İsim cümleleri sübut ifade eder. İsim cümlelerinin asıl kuruluş sebebi; müsnedin, müsnedün ileyh için sabit olduğunu ifade etmektir. İsim cümlesinin haberi müfred ya da isim cümlesi olursa, asıl konulduğu mana olan sübutu veya bazı karînelerle istimrarı (devamlılığı) ifade eder. İstimrar ifadesi daha çok medh ve zem durumlarında olur. (Fatma Serap Karamollaoğlu, Kur'an Işığında Belâgat Dersleri Meânî İlmi)

Kasem cümlesine matuf olan  وَمَٓا اَنْتُمْ بِمُعْجِزٖينَ, menfi isim cümlesi formunda gelmiştir. Nefy harfi  ليس  ,مَا  gibi amel etmiştir. Haberi olan  بِمُعْجِزٖينَ ’ye dahil olan  بِ  harfi zaiddir. Cümle faide-i haber inkârî kelamdır.

حَقٌّ  kelimesinin tekrarında reddü’l-acüz ale’s-sadr sanatı vardır.

Alimler, ayetteki  هُوَ  (o) zamirinin neyi gösterdiği hususunda ihtilaf etmişler ve bu cümleden olarak şu manaları vermişlerdir:

a. “O, -yani senin getirdiğin Kur’an, nübüvvet ve şer’i hükümler- hak mıdır?”

b. “Bize vadettiğin ba’s (ölümden sonra diriliş) ve kıyamet hak mıdır?

c. “Bu dünyada başımıza geleceğini söylediğin azap, hak mıdır?” (Fahreddin er-Râzî)

اٖي  cevap harfidir. Diğer cevap harflerinden farkı kasem anlamında kullanılmasıdır. (Muhyiddin Derviş - Îrab)
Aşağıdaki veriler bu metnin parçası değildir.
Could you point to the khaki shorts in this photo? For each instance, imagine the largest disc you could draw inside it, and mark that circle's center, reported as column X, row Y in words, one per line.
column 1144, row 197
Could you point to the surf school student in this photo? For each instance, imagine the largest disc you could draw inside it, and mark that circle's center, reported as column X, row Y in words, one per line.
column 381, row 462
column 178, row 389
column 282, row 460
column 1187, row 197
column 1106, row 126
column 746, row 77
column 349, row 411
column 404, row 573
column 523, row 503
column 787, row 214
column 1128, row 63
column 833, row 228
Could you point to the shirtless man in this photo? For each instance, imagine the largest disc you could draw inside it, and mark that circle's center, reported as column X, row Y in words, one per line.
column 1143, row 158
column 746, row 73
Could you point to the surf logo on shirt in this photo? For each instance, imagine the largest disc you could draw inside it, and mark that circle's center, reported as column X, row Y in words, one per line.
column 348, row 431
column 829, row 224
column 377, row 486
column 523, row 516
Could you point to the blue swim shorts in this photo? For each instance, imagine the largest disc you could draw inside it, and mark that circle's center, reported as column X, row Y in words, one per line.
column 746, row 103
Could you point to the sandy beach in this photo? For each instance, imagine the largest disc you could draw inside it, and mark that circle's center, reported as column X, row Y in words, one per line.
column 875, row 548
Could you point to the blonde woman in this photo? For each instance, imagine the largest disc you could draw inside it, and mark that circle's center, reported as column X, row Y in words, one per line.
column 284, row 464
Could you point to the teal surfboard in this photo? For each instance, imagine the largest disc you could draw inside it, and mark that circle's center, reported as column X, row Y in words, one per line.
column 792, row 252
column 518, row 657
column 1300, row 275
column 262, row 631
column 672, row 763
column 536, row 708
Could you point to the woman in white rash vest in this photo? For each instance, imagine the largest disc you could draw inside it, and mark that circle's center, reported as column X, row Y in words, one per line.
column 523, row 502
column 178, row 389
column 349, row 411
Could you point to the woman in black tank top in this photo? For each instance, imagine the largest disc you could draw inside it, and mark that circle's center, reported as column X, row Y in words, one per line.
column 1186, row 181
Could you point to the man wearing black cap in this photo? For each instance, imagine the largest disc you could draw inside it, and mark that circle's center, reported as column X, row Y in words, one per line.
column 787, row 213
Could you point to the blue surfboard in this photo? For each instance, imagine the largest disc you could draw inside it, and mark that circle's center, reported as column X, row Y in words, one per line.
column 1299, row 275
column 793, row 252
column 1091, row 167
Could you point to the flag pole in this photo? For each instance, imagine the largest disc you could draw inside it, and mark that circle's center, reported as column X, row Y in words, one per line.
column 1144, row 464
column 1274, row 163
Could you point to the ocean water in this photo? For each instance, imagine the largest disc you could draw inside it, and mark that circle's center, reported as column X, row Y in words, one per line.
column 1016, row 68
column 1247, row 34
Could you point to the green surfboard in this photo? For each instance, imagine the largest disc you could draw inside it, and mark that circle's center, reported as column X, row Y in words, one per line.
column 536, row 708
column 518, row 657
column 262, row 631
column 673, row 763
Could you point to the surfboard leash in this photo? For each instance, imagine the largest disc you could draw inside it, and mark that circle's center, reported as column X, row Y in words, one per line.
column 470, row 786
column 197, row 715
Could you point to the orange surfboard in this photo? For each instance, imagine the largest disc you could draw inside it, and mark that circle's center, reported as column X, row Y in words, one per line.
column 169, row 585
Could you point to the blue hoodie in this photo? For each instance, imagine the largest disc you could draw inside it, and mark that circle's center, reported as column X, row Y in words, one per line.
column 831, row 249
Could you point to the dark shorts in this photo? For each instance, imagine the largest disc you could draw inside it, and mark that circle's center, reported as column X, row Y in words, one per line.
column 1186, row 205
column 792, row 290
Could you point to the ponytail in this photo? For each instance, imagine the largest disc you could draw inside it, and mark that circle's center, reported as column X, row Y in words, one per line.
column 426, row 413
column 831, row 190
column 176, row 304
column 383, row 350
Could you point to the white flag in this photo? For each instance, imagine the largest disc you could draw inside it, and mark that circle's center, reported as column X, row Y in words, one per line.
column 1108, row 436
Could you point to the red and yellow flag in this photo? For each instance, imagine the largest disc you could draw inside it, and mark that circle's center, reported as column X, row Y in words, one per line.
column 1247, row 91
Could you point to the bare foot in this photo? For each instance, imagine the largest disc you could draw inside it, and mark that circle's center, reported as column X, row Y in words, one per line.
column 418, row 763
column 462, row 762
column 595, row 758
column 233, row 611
هُوَ  (Bu) zamiri tehdit edildikleri azaba râcidir (döner).  إي  kelimesi ise özel olarak yeminlerde  نعم  (evet) anlamında kullanılır. Tıpkı  هَلْ ’in özel olarak istifhamlarda  قد  (muhakkak) anlamında kullanılması gibi. Nitekim bazı kimselerin bu  إي  kelimesini tek başına değil de yemin  وَ ’ı ile birlikte  اٖي - وَ  şeklinde tasdikte kullandıklarını işitmişimdir. (Keşşâf)

قُلْ اٖى وَرَبّٖى اِنَّهُ لَحَقٌّ  [Evet, Rabbime and ederim ki o elbet ve elbet bir hakikattir.] Burada yemin üslubu kullanılmıştır. Bunun hikmeti şunlardır:

a. Peygamberin onlara alışkın oldukları üslupla hitap ederek kendi tarafına meylettirmeye çalışması. Bir şeyi haber verip de onun doğruluğunu yeminde tekid etmenin, o şeyi şaka faslından çıkarıp ciddiyete naklettiği aşikâr bir husustur.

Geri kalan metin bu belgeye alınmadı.